Non è agendo nel momento in cui vedo la necessità di un intervento, ma interiorizzando ciò che vedo, che posso avvicinarmi alla costruzione della risposta giusta. Lavorare con chi sta male fa spesso scattare in noi operatori e volontari la tentazione di “aggiustare”. Stare davanti a una persona fragile richiede molta sensibilità ma anche sufficiente preparazione affinché la persona non diventi solo un oggetto di cure e attenzioni. Nessuno dovrebbe sentirsi considerato solo per le sue fragilità e debolezze né essere visto come la somma dei suoi bisogni, come un sacco da riempire. L’Altro ha delle risorse nel suo sacco che rischiano di non venire più fuori se continuiamo a riempire di cose quel sacco. Anzi, paradossalmente l’Altro è un sacco da vuotare: il compito di noi operatori è fornire gli strumenti utili per ritrovarsi e continuare a crescere, mettendo in gioco le sue risorse, anche se poche e affaticate. Lasciare che l’Altro prenda il suo spazio e si esprima: questo è il primo aspetto di un’accoglienza che funziona.
Questo è anche il senso alla base dell’azione pedagogica di Caritas e dei servizi attivati nella Casa della Carità. La prospettiva di un servizio che risponda a un bisogno è sensata ma nasconde in sé il rischio di cronicizzare la persona se non si adotta contemporaneamente la prospettiva che vede nella persona aiutata un essere umano che ha sempre delle risorse proprie da far emergere e mantenere vive. Il servizio deve essere uno strumento di crescita e non di decrescita, di responsabilizzazione e non di cronica assistenza.
Noi operatori e volontari non dobbiamo pensarci più solidi di quanti vengono a chiedere aiuto. Noi siamo la parte forte della relazione non necessariamente perché siamo forti ma perché apparteniamo a delle associazioni che hanno risorse e strumenti. La nostra responsabilità è quella di scegliere quegli strumenti che più di altri sono capaci di essere d’aiuto davvero a chi ne ha bisogno.

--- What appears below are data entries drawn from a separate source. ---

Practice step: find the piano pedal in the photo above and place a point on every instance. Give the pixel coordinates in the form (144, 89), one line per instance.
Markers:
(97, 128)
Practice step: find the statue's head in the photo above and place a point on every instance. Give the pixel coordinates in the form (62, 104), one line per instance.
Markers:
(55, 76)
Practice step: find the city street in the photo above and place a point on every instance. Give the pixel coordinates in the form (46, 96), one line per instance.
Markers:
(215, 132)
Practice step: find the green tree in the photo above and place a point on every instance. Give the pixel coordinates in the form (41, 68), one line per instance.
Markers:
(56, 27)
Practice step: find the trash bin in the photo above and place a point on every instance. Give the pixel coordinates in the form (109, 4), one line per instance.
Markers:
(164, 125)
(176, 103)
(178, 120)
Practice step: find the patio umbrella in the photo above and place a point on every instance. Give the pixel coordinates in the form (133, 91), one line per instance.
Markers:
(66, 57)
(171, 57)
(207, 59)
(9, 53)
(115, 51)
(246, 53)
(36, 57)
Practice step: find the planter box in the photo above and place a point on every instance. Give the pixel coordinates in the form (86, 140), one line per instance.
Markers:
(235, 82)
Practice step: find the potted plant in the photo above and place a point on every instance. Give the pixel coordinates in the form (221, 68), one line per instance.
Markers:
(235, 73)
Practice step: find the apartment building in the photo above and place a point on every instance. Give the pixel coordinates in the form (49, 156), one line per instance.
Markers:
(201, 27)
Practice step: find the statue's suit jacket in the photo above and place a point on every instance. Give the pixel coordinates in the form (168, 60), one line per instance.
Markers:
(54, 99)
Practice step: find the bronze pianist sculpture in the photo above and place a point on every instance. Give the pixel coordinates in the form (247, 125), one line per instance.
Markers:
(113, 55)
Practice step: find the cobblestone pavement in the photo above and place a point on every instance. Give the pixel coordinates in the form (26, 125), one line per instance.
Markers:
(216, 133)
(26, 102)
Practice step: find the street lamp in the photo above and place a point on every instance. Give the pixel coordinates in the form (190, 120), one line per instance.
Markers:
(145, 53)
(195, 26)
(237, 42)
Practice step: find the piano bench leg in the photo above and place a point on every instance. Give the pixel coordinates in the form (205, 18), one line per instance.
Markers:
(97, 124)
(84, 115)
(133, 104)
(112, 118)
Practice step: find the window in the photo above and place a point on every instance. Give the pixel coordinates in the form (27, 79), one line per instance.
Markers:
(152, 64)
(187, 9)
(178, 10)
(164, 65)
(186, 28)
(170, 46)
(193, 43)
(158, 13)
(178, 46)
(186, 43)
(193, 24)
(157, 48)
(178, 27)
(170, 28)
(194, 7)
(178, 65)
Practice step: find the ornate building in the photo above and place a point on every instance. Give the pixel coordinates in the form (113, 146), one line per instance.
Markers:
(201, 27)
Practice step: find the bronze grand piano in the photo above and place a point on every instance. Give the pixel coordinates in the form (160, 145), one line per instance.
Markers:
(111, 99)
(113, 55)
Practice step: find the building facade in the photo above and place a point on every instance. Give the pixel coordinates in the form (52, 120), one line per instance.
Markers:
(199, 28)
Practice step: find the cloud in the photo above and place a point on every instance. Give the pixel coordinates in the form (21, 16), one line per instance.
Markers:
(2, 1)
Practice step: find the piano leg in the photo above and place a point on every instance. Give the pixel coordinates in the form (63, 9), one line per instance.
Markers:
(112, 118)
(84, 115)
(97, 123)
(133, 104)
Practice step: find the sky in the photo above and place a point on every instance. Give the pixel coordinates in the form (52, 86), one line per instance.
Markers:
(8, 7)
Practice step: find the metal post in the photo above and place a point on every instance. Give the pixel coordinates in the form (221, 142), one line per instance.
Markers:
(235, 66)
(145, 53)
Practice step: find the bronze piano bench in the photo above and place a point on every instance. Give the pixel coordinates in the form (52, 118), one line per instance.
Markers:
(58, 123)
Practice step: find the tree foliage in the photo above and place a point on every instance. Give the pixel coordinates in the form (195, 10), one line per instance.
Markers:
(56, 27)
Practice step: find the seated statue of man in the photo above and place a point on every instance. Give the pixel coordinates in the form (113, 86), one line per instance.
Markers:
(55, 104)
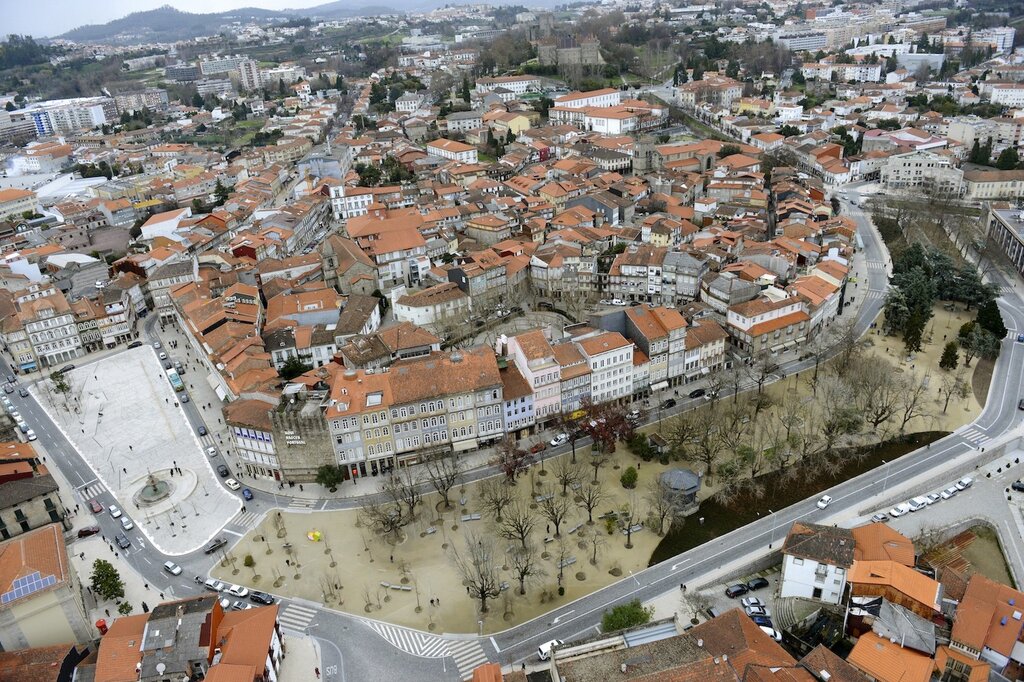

Un secondo significato di accoglienza è quello che ci vede disposti a metterci in movimento perché l’altro ce lo chiede. Possiamo commuoverci infinte volte ma non necessariamente “muoverci”. Si accoglie quando l’altro ci fa muovere, ci spinge ad attuare un cambiamento. Se ci pensiamo bene, una relazione funziona davvero quando fa’ sì che due persone realizzino dei cambiamenti costruttivi ciascuna nel proprio ambito personale (non tanto nelle cose che condividono assieme). Questo è un altro aspetto di un’accoglienza che funziona: quando entrambe le parti si portano a casa la “convenienza”, gli spunti per vivere meglio, con più qualità. Noi operatori e volontari non dobbiamo aver per forza l’idea di cambiare la vita della gente ma dobbiamo avere la voglia e l’intenzione di incontrarsi. Il momento del ritorno a casa, a fine servizio, è tra i più importanti perché è il momento in cui decantiamo, ci lasciamo “contaminare”, elaboriamo e facciamo nostri gli stimoli generati dall’incontro con l’altro e che, una volta sedimentati, ci possono aiutare a vivere meglio, con più consapevolezza e intenzionalità il nostro lavoro, le relazioni e la nostra vita quotidiana. E’ in questa “decantazione” che avviene il passaggio dal cuore all’azione, il discernimento dei nostri bisogni da quelli dell’Altro e la comprensione di come aiutare l’altro a trovare quello che cerca.